I have a considered think. 'No,' I say.

Andy is VERY patient.

'Or we could go to Sissinghurst for lunch,' I say. So we do. It is still cold and raining. My feet are wet and just as we are leaving, a big rain drop plops in my ear.

At Sissinghurst, we queue in the cold and rain for the restaurant. I look around. There are a lot of middle-aged, grey and droopy couples queueing with us. It's a bit of a sobering moment. Here I am, on a 'Big Day Out,' visiting organic gardens and getting excited about composting and crop rotation. Here I am, letting my hair go grey and sloshing around in jeans and big jumpers without a scrap of make-up on. Here I am keeping chickens, growing vegetables, writing bizarre 'stuff' in the vain hope it may get published (hopefully before I'm dead) and making cakes and biscuits for people, whilst worrying if the nutritional value of Brazil nuts outweighs their relatively high calorific value.

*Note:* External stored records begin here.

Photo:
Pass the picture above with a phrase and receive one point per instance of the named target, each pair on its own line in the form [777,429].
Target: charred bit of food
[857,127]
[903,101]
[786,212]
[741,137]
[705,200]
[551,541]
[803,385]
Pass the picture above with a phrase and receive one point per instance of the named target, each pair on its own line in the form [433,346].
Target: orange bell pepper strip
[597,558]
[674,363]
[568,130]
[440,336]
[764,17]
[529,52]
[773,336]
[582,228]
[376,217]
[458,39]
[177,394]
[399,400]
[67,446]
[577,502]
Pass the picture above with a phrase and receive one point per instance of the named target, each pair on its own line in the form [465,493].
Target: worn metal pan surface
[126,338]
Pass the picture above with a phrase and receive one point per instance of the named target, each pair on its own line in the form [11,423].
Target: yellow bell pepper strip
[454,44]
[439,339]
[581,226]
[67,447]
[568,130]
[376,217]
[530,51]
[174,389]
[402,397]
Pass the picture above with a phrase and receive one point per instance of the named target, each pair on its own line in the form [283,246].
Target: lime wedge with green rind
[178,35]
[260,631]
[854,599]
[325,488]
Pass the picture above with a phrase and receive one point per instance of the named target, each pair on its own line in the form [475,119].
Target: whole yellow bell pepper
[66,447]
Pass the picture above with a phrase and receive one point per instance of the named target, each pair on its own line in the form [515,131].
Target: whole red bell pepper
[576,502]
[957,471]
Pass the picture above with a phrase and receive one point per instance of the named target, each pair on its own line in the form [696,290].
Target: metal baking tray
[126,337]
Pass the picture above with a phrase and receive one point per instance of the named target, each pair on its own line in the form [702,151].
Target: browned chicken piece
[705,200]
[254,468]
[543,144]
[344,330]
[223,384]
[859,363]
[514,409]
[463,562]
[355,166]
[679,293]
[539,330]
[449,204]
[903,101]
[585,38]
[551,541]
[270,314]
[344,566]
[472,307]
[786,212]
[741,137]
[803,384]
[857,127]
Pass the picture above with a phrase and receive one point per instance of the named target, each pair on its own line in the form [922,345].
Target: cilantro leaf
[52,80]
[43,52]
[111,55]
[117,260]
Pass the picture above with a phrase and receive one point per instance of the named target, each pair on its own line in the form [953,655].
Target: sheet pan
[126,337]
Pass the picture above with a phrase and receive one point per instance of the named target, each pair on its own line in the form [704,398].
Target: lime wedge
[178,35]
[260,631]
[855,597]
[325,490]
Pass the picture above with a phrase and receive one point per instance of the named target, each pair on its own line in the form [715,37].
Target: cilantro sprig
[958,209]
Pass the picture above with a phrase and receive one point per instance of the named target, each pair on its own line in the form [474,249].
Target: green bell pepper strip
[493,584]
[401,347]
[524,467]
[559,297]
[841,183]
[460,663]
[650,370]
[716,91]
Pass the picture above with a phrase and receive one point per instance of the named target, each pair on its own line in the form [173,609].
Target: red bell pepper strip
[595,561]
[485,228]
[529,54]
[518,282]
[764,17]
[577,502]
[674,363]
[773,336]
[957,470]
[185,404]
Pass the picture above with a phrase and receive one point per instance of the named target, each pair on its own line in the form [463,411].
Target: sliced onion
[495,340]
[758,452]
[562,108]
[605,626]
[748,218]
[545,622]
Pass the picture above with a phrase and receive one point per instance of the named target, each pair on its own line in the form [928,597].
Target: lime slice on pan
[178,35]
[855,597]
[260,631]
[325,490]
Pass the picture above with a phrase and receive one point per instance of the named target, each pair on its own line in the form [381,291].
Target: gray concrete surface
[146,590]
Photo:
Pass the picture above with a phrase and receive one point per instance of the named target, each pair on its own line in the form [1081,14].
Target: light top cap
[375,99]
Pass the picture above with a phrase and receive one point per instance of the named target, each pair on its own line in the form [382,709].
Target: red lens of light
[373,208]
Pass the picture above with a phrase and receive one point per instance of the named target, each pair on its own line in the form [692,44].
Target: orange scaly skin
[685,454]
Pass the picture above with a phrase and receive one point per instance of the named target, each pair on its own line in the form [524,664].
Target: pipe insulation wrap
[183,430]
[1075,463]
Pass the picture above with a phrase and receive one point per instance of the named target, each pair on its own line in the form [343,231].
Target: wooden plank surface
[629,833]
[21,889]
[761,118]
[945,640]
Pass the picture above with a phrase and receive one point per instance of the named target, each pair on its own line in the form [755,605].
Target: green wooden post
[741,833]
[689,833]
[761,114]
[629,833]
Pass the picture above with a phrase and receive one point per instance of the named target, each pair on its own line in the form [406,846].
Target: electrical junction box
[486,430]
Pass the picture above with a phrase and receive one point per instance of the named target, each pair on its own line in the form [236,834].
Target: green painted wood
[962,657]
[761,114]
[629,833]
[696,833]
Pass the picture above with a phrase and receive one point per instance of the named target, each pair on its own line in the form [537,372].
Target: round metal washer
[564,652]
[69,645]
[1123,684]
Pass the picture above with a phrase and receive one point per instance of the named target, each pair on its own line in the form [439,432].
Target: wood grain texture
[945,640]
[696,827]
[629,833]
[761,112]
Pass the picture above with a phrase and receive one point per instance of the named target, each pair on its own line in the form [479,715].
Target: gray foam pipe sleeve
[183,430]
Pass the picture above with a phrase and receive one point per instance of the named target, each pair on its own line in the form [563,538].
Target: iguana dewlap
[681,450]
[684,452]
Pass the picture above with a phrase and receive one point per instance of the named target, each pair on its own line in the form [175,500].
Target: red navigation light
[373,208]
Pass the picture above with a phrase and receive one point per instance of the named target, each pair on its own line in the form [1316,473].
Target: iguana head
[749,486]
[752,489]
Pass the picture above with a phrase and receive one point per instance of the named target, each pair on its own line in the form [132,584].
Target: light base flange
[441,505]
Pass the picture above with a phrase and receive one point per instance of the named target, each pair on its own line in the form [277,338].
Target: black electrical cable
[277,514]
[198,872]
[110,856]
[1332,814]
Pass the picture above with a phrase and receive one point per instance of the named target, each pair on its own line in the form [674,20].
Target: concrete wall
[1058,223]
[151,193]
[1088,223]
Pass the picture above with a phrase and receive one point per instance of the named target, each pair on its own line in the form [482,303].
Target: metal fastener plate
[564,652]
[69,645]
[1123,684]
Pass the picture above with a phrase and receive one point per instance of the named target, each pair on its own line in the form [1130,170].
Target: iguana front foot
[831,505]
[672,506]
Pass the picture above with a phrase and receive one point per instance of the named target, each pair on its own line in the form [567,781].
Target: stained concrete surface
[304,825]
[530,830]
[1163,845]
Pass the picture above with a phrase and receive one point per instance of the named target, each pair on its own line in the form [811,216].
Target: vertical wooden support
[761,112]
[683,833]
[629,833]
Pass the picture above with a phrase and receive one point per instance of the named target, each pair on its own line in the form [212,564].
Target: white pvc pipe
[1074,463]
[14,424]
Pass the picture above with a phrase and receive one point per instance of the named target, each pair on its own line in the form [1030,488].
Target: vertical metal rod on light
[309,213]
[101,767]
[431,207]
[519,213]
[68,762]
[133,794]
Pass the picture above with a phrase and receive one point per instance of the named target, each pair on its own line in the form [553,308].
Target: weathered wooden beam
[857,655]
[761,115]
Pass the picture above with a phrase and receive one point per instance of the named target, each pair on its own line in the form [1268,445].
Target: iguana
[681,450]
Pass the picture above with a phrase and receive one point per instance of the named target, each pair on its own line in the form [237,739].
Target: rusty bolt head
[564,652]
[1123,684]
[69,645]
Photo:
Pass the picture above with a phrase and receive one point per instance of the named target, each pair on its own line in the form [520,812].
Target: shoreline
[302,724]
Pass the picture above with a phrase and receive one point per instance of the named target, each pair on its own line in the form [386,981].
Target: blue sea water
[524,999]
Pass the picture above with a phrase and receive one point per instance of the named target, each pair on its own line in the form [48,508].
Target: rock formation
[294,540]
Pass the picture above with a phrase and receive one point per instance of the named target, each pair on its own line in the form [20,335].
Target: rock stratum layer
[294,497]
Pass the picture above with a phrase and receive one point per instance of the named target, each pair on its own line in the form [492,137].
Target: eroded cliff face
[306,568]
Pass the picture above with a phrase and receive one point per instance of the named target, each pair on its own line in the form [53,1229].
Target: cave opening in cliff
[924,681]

What am I thinking???? Is this right? Is this proper? Is this the start of a mid-life crisis???

Or is it that it is still wet and cold and a big blob of rain plopped in my ear?

2 comments:

  1. "letting my hair go grey and sloshing around in jeans and big jumpers without a scrap of make-up on"....

    you are abso-blooming-lutely gorgeous though so none of this matters!